Man Vs Wild: Animal Transformation in Medieval Literature
Man Vs. Wild: Animal Transformation in Medieval Literature
Throughout much of my reading of medieval literature, there have been a couple of concepts that repeat themselves frequently. One such concept lies in the idea of human-animal transformations, a phenomenon that we see repeated in a great deal of literature. I want to examine a couple of facets of this. Particularly, I would like to focus on the fact that women were not “allowed” to transform into animals of any sort, while men are often featured as central characters with this quality. What exactly does this mean? Are men “allowed” to transform into animals because this is seen as a manifestation of their truer selves, while women are discouraged from exploring this more primal side? Or is it a method of protection, where women are seen as too fragile to withstand such a transformation?
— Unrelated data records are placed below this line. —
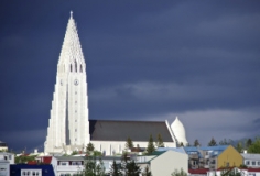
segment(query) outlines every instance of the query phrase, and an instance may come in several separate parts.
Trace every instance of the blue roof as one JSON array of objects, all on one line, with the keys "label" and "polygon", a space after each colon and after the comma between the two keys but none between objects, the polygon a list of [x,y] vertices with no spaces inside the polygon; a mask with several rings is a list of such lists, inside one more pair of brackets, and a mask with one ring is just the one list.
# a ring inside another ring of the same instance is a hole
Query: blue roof
[{"label": "blue roof", "polygon": [[156,151],[159,151],[159,152],[161,152],[161,151],[174,151],[174,152],[186,154],[186,152],[183,147],[158,147]]},{"label": "blue roof", "polygon": [[228,146],[229,145],[202,146],[202,147],[199,147],[199,150],[203,150],[203,151],[224,151]]},{"label": "blue roof", "polygon": [[10,176],[20,176],[21,169],[42,169],[42,176],[55,176],[52,165],[11,164]]},{"label": "blue roof", "polygon": [[198,151],[197,151],[198,147],[196,147],[196,146],[185,146],[184,150],[185,150],[186,152],[198,152]]}]

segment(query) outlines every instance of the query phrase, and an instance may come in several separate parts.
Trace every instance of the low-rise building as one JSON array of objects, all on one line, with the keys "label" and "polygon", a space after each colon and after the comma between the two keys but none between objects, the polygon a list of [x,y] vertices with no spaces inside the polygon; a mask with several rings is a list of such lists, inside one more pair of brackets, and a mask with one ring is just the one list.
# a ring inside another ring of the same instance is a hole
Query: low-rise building
[{"label": "low-rise building", "polygon": [[174,170],[188,172],[188,156],[183,148],[165,148],[148,156],[137,156],[142,170],[148,166],[153,176],[171,175]]},{"label": "low-rise building", "polygon": [[184,148],[188,154],[189,168],[217,169],[239,167],[242,164],[242,156],[231,145]]},{"label": "low-rise building", "polygon": [[260,154],[242,153],[243,165],[251,168],[260,168]]}]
What do the animals that men often change into – typically wolves – mean about the men in question? Is it an expression of their truer, purer selves? I would also like to examine what this means in terms of how medieval people felt about the body and the soul. There are a lot of concepts in the research I have conducted regarding duality and fragmentation of the human soul. The idea that there was not just one soul, and that it was not attached to any particular body, adds another layer of interest – do women only have one soul, and one body, while men have more than one? Animal transformation lends itself well to these ideas, particularly on the male-female contrast. Some of the works that I plan to use include select essays from Carolyn Bynum Walker, (a prominent scholar of medieval literature), from her book, Fragmentation and Redemption, which seeks to answer questions regarding animal transformation and the male-female dynamic at play. Primary sources I will be utilizing include Marie de France’s Yonec and Bisclavret, and several selections from Gerald of Wales’ History and Topography.